Somos más pobres (nuestro stock de viviendas se ha devaluado no menos de un 30% y el IBEX35 ha caído casi el 50% de su valor), los niveles de producción han caído sustancialmente (en 2011, el PIB en términos reales no supera todavía al de 2007) y tendremos que ajustar los gastos así como también las inversiones tanto públicos, como privados al nuevo estado de ingresos (91.344 millones de euros de déficit público del conjunto de las Administraciones públicas en 2011, muy por encima de los compromisos internacionales), pero si éstas últimas se aparcan y/o no se orientan adecuadamente corremos el riesgo de entrar en una peligrosa espiral de recortes, depresión y, de nuevo, recortes.

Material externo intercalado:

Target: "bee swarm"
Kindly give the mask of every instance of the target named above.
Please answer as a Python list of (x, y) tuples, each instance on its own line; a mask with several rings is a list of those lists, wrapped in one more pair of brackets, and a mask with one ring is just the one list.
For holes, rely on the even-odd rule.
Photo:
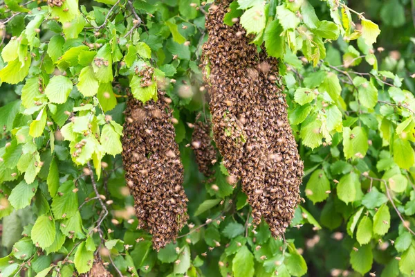
[(197, 121), (194, 123), (192, 135), (192, 148), (196, 156), (196, 162), (199, 171), (206, 177), (214, 173), (211, 169), (212, 161), (216, 158), (216, 151), (212, 145), (210, 132), (210, 124)]
[[(151, 70), (140, 73), (143, 84), (151, 80)], [(153, 235), (157, 250), (176, 240), (188, 218), (172, 109), (163, 92), (158, 91), (158, 96), (156, 102), (143, 105), (129, 95), (122, 138), (125, 179), (134, 197), (138, 228)]]
[(232, 27), (223, 24), (230, 3), (210, 7), (209, 38), (203, 48), (214, 140), (230, 174), (241, 179), (254, 225), (264, 217), (273, 235), (279, 238), (300, 202), (303, 163), (287, 118), (285, 96), (275, 82), (277, 62), (264, 48), (258, 53), (238, 23)]

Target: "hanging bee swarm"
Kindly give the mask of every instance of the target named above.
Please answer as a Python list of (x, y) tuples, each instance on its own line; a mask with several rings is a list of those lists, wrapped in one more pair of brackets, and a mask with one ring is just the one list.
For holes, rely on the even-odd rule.
[[(151, 84), (152, 71), (148, 67), (139, 73), (144, 85)], [(174, 241), (188, 219), (170, 101), (163, 91), (158, 98), (143, 105), (129, 95), (122, 138), (125, 179), (134, 197), (138, 228), (153, 235), (157, 250)]]
[(259, 53), (239, 24), (223, 24), (230, 2), (212, 5), (206, 19), (203, 63), (214, 140), (229, 172), (241, 179), (254, 224), (264, 217), (279, 238), (300, 201), (303, 163), (276, 84), (277, 62), (264, 48)]
[(208, 177), (214, 172), (212, 170), (212, 161), (216, 159), (216, 151), (212, 145), (210, 138), (210, 124), (202, 121), (194, 123), (192, 135), (192, 148), (196, 156), (196, 162), (199, 171)]

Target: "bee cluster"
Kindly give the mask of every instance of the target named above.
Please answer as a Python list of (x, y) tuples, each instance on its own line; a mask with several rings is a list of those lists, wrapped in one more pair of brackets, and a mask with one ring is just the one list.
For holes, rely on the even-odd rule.
[(216, 151), (212, 145), (210, 134), (210, 124), (203, 121), (194, 123), (192, 135), (192, 148), (196, 156), (199, 171), (205, 177), (210, 177), (214, 173), (211, 168), (216, 159)]
[[(144, 73), (145, 82), (149, 74)], [(188, 218), (171, 101), (163, 91), (158, 96), (156, 102), (143, 105), (129, 95), (122, 138), (125, 179), (134, 197), (138, 228), (153, 235), (157, 250), (176, 240)]]
[(285, 96), (276, 84), (277, 62), (264, 48), (258, 52), (237, 22), (223, 24), (230, 2), (213, 4), (206, 19), (209, 38), (202, 58), (214, 140), (224, 166), (241, 180), (254, 225), (264, 217), (273, 235), (279, 238), (301, 199), (303, 163)]
[(50, 7), (62, 7), (65, 0), (48, 0), (48, 5)]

La clave poner en marcha políticas activas que contribuyan a la creación de empresas y a ser más productivos pero éstas sólo serán posibles, si a la vez somos capaz de abandonar o disminuir sustancialmente un buen número de partidas de gasto para liberar los fondos que se necesitarán: El momento de la política industrial con mayúsculas ha llegado.

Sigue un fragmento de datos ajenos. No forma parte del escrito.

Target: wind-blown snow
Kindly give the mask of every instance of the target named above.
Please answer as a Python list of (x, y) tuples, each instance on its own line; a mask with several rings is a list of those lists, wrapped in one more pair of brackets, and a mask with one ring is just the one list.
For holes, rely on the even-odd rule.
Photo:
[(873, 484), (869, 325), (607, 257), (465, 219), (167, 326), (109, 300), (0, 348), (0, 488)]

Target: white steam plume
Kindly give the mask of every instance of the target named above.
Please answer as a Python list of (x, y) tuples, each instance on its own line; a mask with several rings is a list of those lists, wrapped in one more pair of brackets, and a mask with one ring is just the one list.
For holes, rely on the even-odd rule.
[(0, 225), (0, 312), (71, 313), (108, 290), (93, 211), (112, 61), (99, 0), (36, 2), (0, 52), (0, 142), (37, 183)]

Podemos esperar resultados a corto plazo en proyectos de apoyo a las personas emprendedoras y en el impulso de la innovación empresarial, pero también tenemos que alzar la mirada y apostar por la educación, así como por la ciencia y tecnología que son los pilares fundamentales de la nueva economía global del conocimiento.
Así tenemos que mimar a los emprendedores, facilitarles itinerarios asumibles y brindarles la oportunidad de probar y confrontar su proyecto con el mercado. El emprendedor necesita apoyo y coaching, un lugar adecuado dónde instalarse, financiación, apoyo tecnológico… y, sobre todo, precisa que le demos confianza para que sus ideas se conviertan en empleos y riqueza.
Por su parte, las mejoras de productividad en nuestras empresas vendrán porque somos capaces de reducir nuestros salarios y en muchos casos así tendrá que ser, pero la opción estratégica y de futuro consiste en aportar valor diferencial en el mercado con nuevos productos, con modelos de negocio que aprovechan oportunidades y, en particular, el potencial de Internet, con formas de organización que se sirven al máximo del potencial creativo de sus personas, con empresarios capaces de unir experiencias exitosas y ganar economías en redes complejas. En definitiva, con una sociedad innovadora que se une en partenariados público privados que pugnan por construir un eco-sistema avanzado de innovación y hacer realidad proyectos empresariales competitivos globalmente.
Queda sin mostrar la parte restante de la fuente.